His birth father was a poor acrobat who died in an accident, leaving his mother alone with a one-year-old baby boy. Martin, the admirer of Martin’s stepfather, was a rich man who loved his mother, married her after his father’s demise, and promised to raise him as his son. Catherine’s poor parents worked for Martin’s stepfather, and that’s how Martin’s stepfather met her. He had fertility problems, so he married Catherine for an heir, but things turned out differently. When Martin grew up as a teen, Martin suddenly developed an interest in acrobatics, and his wealthy father was against his passion.
So Martin severed all ties with him and moved to Europe to pursue his dream. He didn’t know his stepfather was in his biological dad, and that his bio dad had been an acrobat too. Catherine never told him about him, and nobody knows why. “I think they buried her there because they wanted her to be near the man who was her first love,” Betty said. “Fate is strange, isn’t it?
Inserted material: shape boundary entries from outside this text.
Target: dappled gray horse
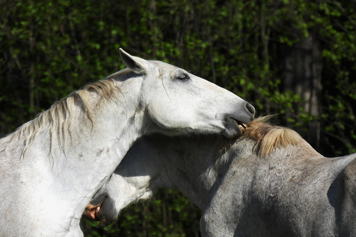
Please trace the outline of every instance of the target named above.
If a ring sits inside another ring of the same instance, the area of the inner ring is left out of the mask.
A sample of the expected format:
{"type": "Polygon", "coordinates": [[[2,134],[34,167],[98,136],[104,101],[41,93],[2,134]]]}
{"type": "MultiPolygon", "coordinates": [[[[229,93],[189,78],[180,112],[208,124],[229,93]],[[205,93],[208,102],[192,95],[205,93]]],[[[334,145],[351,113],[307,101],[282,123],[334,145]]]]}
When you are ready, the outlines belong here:
{"type": "Polygon", "coordinates": [[[138,138],[232,137],[253,119],[253,107],[224,89],[168,64],[120,54],[127,68],[0,139],[0,236],[82,236],[83,211],[138,138]]]}
{"type": "Polygon", "coordinates": [[[356,154],[325,158],[292,130],[262,120],[237,140],[141,139],[86,214],[104,226],[130,203],[174,188],[204,211],[203,236],[356,235],[356,154]]]}

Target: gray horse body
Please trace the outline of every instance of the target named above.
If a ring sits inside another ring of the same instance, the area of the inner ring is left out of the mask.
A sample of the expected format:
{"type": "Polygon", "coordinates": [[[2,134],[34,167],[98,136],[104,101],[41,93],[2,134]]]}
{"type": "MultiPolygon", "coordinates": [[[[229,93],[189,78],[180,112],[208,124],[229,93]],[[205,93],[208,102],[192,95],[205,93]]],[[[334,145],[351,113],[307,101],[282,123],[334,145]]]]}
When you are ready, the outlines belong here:
{"type": "Polygon", "coordinates": [[[127,205],[117,199],[174,187],[203,210],[203,236],[356,236],[356,154],[327,158],[304,140],[262,158],[258,149],[246,138],[146,137],[91,203],[106,197],[99,215],[108,224],[127,205]],[[127,183],[140,191],[125,196],[127,183]]]}

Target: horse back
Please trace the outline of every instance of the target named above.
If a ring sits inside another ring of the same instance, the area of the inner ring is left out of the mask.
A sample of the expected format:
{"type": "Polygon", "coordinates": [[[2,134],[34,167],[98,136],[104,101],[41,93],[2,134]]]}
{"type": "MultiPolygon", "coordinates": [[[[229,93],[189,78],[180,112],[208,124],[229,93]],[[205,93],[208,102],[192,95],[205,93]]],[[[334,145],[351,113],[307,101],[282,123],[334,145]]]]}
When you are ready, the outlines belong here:
{"type": "MultiPolygon", "coordinates": [[[[356,157],[356,154],[350,156],[356,157]]],[[[341,174],[338,215],[340,235],[356,236],[356,160],[351,161],[341,174]]]]}

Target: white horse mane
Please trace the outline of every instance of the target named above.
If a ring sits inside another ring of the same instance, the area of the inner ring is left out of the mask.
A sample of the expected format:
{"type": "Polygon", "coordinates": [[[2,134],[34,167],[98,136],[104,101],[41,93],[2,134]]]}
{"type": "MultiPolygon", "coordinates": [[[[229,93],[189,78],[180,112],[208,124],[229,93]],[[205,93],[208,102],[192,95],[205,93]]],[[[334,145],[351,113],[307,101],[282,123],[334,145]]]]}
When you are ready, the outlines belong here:
{"type": "MultiPolygon", "coordinates": [[[[88,96],[90,91],[95,91],[102,99],[109,99],[114,90],[118,88],[112,77],[120,76],[131,71],[125,68],[105,79],[89,84],[82,89],[74,91],[59,101],[55,102],[48,109],[38,114],[33,120],[29,121],[18,128],[13,133],[0,139],[0,146],[6,143],[8,145],[24,138],[24,147],[21,156],[24,157],[26,151],[41,131],[47,128],[50,130],[51,150],[52,156],[53,136],[56,130],[58,132],[59,144],[65,149],[66,138],[70,134],[74,114],[74,100],[78,98],[83,103],[83,109],[88,119],[92,123],[92,111],[88,102],[88,96]]],[[[100,100],[100,101],[101,100],[100,100]]]]}

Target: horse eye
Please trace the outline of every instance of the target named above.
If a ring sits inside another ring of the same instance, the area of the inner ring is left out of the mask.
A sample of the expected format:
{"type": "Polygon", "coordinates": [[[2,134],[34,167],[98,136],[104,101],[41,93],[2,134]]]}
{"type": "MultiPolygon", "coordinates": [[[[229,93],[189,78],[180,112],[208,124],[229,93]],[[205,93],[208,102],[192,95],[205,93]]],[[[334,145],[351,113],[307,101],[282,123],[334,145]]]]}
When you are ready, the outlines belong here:
{"type": "Polygon", "coordinates": [[[181,81],[185,81],[186,80],[189,79],[190,78],[190,77],[189,77],[189,76],[188,76],[188,75],[186,74],[183,74],[183,75],[179,76],[178,77],[177,77],[177,79],[179,79],[181,81]]]}

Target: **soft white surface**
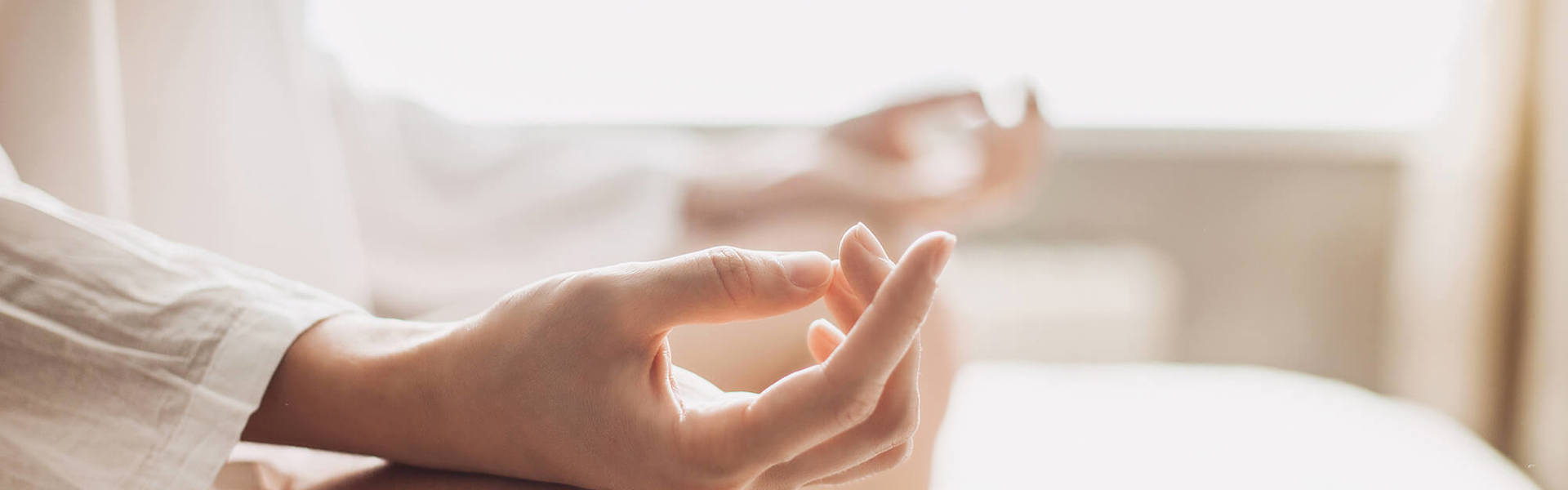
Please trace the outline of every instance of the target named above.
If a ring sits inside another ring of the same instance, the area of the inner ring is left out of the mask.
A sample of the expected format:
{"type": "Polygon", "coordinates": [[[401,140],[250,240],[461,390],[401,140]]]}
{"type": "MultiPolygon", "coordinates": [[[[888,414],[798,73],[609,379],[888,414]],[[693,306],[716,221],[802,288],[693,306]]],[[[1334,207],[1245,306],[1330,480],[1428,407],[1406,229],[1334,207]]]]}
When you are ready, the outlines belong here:
{"type": "Polygon", "coordinates": [[[964,368],[935,488],[1537,488],[1452,419],[1284,371],[964,368]]]}
{"type": "Polygon", "coordinates": [[[315,0],[310,19],[359,85],[470,121],[826,122],[1030,77],[1066,126],[1403,129],[1439,108],[1471,3],[315,0]]]}
{"type": "Polygon", "coordinates": [[[1137,245],[966,243],[942,273],[971,360],[1167,360],[1178,284],[1137,245]]]}

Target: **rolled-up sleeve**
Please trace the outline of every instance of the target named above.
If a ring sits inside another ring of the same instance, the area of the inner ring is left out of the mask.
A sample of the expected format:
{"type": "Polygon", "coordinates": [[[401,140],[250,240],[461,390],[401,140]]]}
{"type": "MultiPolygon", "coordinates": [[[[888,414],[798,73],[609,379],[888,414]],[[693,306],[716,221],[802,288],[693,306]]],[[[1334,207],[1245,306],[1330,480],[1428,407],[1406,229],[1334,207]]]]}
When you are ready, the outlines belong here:
{"type": "Polygon", "coordinates": [[[3,488],[207,488],[284,350],[358,311],[3,181],[3,488]]]}

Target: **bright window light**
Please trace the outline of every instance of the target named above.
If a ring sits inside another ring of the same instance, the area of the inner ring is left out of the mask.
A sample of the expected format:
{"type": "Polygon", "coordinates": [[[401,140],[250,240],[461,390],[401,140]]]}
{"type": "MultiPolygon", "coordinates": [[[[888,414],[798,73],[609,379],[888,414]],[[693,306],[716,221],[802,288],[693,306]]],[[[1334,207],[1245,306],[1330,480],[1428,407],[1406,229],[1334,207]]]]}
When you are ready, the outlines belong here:
{"type": "Polygon", "coordinates": [[[475,122],[815,124],[1030,80],[1060,126],[1413,129],[1474,0],[315,0],[350,82],[475,122]]]}

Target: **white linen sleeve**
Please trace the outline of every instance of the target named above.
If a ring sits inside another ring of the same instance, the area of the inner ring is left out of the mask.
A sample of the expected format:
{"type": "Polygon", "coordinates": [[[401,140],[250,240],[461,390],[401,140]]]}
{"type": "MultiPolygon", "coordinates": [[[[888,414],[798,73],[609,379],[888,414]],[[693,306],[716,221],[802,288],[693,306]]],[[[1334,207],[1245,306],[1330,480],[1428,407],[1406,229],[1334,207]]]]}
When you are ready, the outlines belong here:
{"type": "Polygon", "coordinates": [[[326,292],[0,179],[0,488],[207,488],[326,292]]]}

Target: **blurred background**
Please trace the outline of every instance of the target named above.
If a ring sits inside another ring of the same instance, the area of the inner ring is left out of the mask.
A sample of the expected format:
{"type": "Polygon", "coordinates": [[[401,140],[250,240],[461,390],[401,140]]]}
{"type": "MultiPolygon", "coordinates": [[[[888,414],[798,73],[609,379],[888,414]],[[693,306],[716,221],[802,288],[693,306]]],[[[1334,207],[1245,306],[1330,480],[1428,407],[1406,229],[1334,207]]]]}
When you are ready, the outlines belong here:
{"type": "MultiPolygon", "coordinates": [[[[757,135],[811,135],[887,104],[971,88],[1007,126],[1024,118],[1032,88],[1051,121],[1041,171],[1025,173],[1032,190],[1022,204],[964,218],[972,226],[944,283],[963,319],[964,358],[1248,364],[1327,377],[1444,413],[1548,488],[1568,488],[1568,201],[1560,198],[1568,196],[1568,2],[309,0],[298,8],[259,17],[307,33],[290,49],[321,55],[309,63],[329,66],[356,97],[390,101],[343,110],[342,97],[317,94],[339,101],[337,132],[376,141],[336,151],[351,162],[422,165],[350,165],[354,199],[383,203],[356,204],[362,236],[347,248],[365,254],[342,254],[368,278],[314,281],[383,313],[428,314],[489,298],[519,276],[701,242],[671,236],[682,220],[673,212],[607,209],[677,199],[673,184],[644,184],[668,181],[690,159],[724,160],[712,157],[710,141],[784,144],[793,140],[757,135]],[[395,159],[387,146],[398,146],[395,159]],[[464,149],[447,152],[456,146],[464,149]],[[532,166],[535,177],[506,170],[514,166],[532,166]],[[544,174],[574,177],[528,187],[544,174]],[[483,220],[409,210],[450,201],[406,199],[400,190],[414,188],[409,182],[477,196],[448,212],[510,203],[485,209],[516,218],[517,231],[485,232],[495,243],[527,242],[543,259],[497,267],[485,259],[514,250],[431,239],[483,220]],[[461,190],[475,182],[483,188],[461,190]],[[596,190],[574,193],[580,188],[596,190]],[[552,193],[572,198],[539,196],[552,193]],[[517,218],[528,206],[552,212],[517,218]],[[409,225],[420,220],[441,226],[409,225]],[[433,272],[409,259],[416,248],[472,261],[433,272]]],[[[204,86],[168,83],[168,71],[138,72],[138,46],[179,46],[162,50],[165,66],[252,49],[169,41],[168,25],[125,28],[124,11],[125,68],[116,77],[127,93],[204,86]]],[[[259,28],[256,17],[238,8],[196,25],[243,31],[259,28]]],[[[6,42],[36,39],[28,24],[8,27],[6,42]]],[[[245,60],[278,66],[265,55],[245,60]]],[[[282,66],[298,79],[295,64],[282,66]]],[[[245,82],[226,86],[274,90],[265,80],[276,71],[238,72],[245,82]]],[[[5,90],[8,77],[13,86],[24,79],[0,71],[0,104],[9,104],[0,112],[36,107],[27,91],[5,90]]],[[[232,101],[254,93],[226,90],[235,91],[216,101],[240,104],[232,101]]],[[[129,143],[110,146],[129,148],[135,163],[158,154],[146,141],[174,135],[174,118],[157,102],[127,101],[129,143]]],[[[71,201],[71,171],[27,163],[47,157],[31,143],[47,130],[34,122],[0,121],[0,144],[25,181],[71,201]]],[[[303,133],[310,140],[315,129],[303,133]]],[[[756,166],[789,159],[735,154],[756,166]]],[[[147,188],[201,181],[130,177],[147,188]]],[[[299,192],[252,177],[213,179],[268,188],[274,199],[299,192]]],[[[130,201],[118,212],[174,237],[229,226],[158,221],[143,212],[169,201],[130,201]]],[[[108,215],[119,209],[72,203],[108,215]]],[[[331,228],[323,223],[310,226],[331,228]]],[[[245,232],[190,237],[292,276],[321,270],[265,264],[289,245],[243,240],[245,232]]]]}
{"type": "Polygon", "coordinates": [[[1562,184],[1537,182],[1568,137],[1563,9],[318,0],[309,19],[351,83],[474,122],[820,126],[971,86],[1005,121],[1027,83],[1052,160],[1022,214],[964,236],[966,355],[1284,368],[1430,404],[1534,465],[1568,457],[1563,273],[1541,248],[1562,245],[1541,223],[1562,184]]]}

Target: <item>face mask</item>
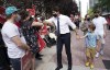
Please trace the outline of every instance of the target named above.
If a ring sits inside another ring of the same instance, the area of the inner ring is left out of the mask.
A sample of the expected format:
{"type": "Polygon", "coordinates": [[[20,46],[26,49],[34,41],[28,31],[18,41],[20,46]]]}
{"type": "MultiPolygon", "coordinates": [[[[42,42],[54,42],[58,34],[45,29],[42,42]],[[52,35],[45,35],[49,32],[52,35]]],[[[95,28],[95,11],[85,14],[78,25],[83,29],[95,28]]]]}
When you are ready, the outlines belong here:
{"type": "Polygon", "coordinates": [[[54,18],[56,18],[56,16],[57,16],[57,14],[53,14],[53,16],[54,16],[54,18]]]}

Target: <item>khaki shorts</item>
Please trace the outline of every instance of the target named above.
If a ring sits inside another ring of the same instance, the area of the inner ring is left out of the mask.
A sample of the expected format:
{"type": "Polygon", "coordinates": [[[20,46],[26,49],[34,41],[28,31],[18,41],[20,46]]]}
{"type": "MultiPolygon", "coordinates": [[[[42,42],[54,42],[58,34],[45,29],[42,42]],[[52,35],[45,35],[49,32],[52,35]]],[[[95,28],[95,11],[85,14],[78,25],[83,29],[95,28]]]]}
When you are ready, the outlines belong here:
{"type": "Polygon", "coordinates": [[[86,56],[88,58],[95,58],[96,55],[96,48],[86,48],[86,56]]]}

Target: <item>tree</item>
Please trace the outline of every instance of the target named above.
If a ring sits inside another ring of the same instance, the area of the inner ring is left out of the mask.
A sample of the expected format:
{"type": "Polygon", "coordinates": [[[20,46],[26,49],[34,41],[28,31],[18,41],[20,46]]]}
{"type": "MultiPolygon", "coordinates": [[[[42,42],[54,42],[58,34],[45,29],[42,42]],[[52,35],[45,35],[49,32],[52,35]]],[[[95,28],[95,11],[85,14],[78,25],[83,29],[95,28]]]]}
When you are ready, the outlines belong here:
{"type": "Polygon", "coordinates": [[[52,9],[56,5],[61,8],[63,14],[69,15],[70,13],[78,13],[78,7],[73,0],[7,0],[7,3],[18,7],[19,9],[32,8],[35,4],[36,12],[51,15],[52,9]]]}

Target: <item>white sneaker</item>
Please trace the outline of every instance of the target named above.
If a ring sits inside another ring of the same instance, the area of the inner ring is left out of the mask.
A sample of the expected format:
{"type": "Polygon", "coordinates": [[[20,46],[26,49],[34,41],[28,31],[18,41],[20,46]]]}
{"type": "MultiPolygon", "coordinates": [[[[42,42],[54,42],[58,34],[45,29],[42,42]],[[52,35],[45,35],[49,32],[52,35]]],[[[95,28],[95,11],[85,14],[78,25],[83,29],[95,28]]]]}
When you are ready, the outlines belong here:
{"type": "Polygon", "coordinates": [[[103,56],[103,50],[100,51],[100,55],[103,56]]]}
{"type": "Polygon", "coordinates": [[[97,58],[99,57],[99,52],[96,54],[96,57],[97,57],[97,58]]]}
Your mother visited me often and never spoke about her new life with your new father, no matter how much I pressed her. Now I know she’d been as sad and lonely as me.” Martin was in tears and couldn’t believe his mother had gone through so much. He was angered at his stepfather and visited his address where another terrible surprise awaited him. His stepfather was dead, and living in his house was a lonely old woman, Martin’s grandmother, Poppy.
She was the mother of the man Martin had despised all his adulthood but tragically was the only family he had besides Betty. “You’re a grown-up man,” she smiled through tears when she met Martin. “I’m sorry about your mother, Martin, but I hope you know she’s close to someone she loved.” “I know, Gran,” he cried into her lap like a little boy. “I lost everyone.
Now all I have is you and odd Betty. I don’t think I have the courage to leave my family alone again. I don’t think I can.” So Martin moved back to America, bought a new house, and moved in with Poppy and Betty. Six months later, he married Alicia, who’d always been there for him, and they became a family, accepting they were all linked by fate to meet a somewhat happy end.